In that letter, Gradi advised parents to keep their boys away from their former coach.

Crewe say this was not related to any concerns about abuse but was to stop Bennell, who also worked for Manchester City and Stoke during his coaching career, poaching players for other clubs.

“The reason for this letter being written was simply because the club and Mr Gradi did not want to potentially lose any promising young players to a team coached by Mr Bennell,” Crewe said.

The second issue addressed by the statement is the character reference Gradi wrote for Bennell when he was arrested for the first time on a football tour in Florida in 1994.

Crewe acknowledge Gradi did this but point out that 57 other individuals did, too, and Gradi did so at the request of Bennell’s then wife.

Dozens of Bennell’s former players also wrote on his behalf, including some of his victims.

The statement explains that Crewe’s intention to conduct an independent review of links with Bennell was superseded by the police investigation, to which the club gave their full co-operation.

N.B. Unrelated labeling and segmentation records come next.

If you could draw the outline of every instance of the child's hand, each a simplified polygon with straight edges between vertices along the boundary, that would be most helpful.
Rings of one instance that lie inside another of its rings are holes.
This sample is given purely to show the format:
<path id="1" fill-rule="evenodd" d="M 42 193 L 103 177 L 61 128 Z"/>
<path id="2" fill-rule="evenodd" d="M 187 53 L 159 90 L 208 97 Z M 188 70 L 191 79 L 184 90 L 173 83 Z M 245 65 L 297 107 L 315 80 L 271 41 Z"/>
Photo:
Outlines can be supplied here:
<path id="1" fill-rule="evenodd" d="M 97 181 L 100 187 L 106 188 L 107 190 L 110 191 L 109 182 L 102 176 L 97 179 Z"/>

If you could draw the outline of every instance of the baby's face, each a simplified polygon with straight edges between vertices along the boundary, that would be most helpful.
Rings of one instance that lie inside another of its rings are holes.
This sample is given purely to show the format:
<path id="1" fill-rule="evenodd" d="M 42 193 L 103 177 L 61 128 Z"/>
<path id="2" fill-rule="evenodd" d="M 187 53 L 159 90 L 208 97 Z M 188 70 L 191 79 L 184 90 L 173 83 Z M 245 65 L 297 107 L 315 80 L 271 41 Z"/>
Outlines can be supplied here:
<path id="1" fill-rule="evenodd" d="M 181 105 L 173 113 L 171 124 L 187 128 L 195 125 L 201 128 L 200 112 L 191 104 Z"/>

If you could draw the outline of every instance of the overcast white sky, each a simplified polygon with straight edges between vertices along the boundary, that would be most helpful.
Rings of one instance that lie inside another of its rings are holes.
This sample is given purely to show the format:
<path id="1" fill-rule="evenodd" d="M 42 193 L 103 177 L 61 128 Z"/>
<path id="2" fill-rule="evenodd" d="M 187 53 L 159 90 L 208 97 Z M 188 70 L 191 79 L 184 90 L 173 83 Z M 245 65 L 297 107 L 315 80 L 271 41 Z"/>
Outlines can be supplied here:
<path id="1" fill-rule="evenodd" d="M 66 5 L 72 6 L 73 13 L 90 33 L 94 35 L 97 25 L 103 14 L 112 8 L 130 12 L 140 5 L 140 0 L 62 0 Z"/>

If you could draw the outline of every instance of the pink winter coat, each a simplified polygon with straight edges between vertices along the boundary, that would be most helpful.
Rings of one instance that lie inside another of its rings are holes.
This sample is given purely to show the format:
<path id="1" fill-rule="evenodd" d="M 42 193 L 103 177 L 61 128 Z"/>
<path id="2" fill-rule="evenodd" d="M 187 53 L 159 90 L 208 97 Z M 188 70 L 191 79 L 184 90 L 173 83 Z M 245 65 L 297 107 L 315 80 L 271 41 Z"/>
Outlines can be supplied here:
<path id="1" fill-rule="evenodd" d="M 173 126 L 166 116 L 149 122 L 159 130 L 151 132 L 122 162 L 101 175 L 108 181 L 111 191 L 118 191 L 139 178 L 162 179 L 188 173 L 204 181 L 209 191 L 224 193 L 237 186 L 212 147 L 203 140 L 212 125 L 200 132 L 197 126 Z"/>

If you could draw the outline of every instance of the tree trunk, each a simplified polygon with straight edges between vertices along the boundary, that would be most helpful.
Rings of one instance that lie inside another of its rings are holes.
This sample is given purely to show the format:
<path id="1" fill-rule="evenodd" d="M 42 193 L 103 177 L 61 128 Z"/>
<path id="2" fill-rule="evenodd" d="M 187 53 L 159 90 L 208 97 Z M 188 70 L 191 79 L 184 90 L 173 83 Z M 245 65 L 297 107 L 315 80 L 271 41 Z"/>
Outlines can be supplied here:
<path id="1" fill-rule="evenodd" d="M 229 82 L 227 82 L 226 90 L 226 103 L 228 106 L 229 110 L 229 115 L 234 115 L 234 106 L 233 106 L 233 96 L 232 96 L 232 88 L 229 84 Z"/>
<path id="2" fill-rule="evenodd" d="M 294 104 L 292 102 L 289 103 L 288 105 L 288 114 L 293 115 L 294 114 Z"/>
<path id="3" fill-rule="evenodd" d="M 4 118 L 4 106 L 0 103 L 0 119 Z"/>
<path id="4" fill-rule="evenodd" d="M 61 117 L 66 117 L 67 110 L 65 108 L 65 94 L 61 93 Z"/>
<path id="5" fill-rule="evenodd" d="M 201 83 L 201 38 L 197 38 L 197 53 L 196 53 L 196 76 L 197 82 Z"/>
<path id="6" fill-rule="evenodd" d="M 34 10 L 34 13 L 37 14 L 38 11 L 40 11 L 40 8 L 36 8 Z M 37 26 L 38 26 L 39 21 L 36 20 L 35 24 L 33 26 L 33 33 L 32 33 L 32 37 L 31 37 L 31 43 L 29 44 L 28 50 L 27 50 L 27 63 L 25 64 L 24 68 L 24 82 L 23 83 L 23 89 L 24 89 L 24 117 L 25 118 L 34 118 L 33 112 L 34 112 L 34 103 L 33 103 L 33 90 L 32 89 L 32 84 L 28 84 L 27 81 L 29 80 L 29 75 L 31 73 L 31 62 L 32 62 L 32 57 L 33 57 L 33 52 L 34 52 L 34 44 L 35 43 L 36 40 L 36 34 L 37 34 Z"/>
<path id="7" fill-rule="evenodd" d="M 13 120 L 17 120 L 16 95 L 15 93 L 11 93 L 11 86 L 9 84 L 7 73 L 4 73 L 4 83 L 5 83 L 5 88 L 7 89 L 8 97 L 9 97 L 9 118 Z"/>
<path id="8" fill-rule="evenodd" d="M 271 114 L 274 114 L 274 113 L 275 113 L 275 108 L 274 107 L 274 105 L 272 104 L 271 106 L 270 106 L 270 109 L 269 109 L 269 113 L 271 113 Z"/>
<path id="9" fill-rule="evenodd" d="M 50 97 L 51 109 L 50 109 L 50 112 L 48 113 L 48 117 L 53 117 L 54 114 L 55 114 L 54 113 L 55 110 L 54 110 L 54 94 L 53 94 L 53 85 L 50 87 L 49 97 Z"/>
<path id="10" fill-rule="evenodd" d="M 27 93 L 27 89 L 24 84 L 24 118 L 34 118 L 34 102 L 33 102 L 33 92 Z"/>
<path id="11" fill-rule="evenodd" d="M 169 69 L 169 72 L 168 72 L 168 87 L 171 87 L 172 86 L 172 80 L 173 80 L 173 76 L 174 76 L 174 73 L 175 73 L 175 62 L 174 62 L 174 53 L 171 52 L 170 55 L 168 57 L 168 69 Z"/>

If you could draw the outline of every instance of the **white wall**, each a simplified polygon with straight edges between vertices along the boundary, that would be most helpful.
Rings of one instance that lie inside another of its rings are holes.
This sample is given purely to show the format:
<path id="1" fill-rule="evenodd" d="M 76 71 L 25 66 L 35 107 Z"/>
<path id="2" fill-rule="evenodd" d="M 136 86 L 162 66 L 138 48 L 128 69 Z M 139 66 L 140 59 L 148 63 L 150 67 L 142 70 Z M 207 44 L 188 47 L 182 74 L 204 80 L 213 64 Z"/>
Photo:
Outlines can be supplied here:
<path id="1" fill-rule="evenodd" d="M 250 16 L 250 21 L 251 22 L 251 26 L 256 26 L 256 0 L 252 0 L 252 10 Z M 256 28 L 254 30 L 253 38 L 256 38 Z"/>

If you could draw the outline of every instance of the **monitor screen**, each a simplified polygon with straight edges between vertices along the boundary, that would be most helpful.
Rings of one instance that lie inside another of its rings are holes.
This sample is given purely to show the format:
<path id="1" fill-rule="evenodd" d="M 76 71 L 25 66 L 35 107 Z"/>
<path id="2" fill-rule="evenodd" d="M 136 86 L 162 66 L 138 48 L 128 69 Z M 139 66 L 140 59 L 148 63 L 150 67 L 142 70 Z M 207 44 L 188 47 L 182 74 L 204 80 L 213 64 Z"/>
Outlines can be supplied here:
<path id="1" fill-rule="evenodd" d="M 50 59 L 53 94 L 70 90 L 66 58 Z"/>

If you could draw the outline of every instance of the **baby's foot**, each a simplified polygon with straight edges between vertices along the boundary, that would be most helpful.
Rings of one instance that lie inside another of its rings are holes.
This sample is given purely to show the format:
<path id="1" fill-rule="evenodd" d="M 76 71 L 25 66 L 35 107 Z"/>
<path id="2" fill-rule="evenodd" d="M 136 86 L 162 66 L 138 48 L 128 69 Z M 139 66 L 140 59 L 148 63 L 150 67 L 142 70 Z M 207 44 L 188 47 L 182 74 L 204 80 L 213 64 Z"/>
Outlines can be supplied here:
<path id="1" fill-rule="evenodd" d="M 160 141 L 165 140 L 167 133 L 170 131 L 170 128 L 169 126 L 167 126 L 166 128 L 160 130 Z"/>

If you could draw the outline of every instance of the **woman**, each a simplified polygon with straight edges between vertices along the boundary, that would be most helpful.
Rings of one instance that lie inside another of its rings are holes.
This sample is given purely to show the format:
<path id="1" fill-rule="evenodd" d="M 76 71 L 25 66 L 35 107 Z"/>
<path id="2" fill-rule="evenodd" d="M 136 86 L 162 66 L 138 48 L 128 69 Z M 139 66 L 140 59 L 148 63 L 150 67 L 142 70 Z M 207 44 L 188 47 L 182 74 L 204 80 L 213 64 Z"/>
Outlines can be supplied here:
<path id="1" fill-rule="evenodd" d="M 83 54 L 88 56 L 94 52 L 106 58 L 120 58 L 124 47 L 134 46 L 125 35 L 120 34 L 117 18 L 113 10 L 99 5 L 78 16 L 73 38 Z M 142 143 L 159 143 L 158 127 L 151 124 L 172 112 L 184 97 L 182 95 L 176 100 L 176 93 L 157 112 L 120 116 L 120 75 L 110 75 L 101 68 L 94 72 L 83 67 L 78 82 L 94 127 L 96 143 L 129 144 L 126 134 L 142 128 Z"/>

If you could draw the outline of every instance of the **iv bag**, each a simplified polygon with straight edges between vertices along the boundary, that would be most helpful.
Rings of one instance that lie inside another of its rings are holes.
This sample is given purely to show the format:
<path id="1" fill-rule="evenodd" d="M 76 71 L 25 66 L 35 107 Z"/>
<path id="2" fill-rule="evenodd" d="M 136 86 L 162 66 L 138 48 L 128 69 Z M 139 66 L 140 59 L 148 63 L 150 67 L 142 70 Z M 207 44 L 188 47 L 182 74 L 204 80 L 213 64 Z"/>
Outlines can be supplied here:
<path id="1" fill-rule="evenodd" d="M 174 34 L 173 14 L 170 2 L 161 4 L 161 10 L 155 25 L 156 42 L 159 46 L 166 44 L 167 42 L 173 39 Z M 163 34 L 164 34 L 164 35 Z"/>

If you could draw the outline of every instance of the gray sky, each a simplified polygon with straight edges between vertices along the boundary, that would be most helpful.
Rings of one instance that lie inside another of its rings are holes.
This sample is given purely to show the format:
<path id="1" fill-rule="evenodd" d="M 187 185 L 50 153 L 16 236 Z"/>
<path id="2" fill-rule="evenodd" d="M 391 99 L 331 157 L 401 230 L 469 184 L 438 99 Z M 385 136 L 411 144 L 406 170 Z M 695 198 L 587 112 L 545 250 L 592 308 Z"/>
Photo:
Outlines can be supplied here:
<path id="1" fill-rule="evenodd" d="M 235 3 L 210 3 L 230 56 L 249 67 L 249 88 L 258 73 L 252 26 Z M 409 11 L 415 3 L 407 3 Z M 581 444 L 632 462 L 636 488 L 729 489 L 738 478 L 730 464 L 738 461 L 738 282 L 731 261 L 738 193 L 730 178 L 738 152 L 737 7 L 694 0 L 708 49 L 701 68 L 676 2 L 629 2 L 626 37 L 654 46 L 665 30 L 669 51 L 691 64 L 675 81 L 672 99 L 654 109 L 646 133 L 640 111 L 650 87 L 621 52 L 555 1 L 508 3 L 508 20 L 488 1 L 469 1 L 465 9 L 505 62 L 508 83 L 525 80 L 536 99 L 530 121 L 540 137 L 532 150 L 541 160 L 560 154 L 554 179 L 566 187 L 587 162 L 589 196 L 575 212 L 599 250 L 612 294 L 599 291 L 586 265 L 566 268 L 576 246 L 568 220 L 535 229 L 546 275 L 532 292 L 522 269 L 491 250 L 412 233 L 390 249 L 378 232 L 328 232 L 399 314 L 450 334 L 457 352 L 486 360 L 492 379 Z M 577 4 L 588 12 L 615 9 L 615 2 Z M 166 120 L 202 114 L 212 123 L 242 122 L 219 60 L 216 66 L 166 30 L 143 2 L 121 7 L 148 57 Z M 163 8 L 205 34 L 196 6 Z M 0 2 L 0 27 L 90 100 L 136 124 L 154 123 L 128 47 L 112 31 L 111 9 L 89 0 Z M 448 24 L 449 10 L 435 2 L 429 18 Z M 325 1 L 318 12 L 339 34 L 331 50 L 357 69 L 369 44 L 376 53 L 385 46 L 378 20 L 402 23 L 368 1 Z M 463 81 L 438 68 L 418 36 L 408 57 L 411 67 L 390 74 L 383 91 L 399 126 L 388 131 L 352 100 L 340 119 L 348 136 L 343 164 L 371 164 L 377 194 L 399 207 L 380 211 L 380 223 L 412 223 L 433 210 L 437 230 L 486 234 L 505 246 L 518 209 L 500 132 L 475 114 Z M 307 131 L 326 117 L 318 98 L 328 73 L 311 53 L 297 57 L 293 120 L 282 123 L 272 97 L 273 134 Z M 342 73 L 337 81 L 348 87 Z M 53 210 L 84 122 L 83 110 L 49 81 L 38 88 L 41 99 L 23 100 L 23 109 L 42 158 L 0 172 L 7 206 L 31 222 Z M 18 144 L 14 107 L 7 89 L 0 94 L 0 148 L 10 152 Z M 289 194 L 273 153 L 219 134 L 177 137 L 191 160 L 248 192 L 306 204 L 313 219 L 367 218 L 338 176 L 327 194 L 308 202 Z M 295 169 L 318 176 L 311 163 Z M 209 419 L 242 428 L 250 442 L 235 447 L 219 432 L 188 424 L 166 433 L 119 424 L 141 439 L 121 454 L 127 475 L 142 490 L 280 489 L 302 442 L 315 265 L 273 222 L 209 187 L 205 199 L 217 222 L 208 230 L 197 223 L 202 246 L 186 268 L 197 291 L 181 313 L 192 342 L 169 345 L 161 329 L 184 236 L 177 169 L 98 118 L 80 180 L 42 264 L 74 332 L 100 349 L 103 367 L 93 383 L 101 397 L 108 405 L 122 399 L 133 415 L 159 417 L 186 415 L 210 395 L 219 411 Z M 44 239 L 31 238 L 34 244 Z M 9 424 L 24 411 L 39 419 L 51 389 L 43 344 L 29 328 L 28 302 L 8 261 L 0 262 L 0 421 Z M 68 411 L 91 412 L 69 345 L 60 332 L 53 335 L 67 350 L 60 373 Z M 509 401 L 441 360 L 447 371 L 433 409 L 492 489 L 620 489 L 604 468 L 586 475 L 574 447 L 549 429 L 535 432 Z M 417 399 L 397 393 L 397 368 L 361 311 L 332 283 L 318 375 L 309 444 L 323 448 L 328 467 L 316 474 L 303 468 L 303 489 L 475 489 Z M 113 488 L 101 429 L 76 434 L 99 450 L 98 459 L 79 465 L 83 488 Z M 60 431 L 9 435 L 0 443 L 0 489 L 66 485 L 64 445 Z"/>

The police, the club said, believe Bennell was dismissed by Crewe because he was “unhappy with coaching responsibilities that Mr Gradi had given to him”.

The statement concludes with a message for Bennell’s victims. The club’s perceived failure to do this sooner and more publicly has been strongly criticised by the victims and anti-abuse campaigners.

“Finally, and above all else, the club wishes to make it absolutely clear that it sincerely regrets the terrible crimes committed by Mr Bennell upon young footballers over a significant number of years,” Crewe said.

“The club also wishes to reiterate its deepest sympathies to the victims and survivors of Barry Bennell.”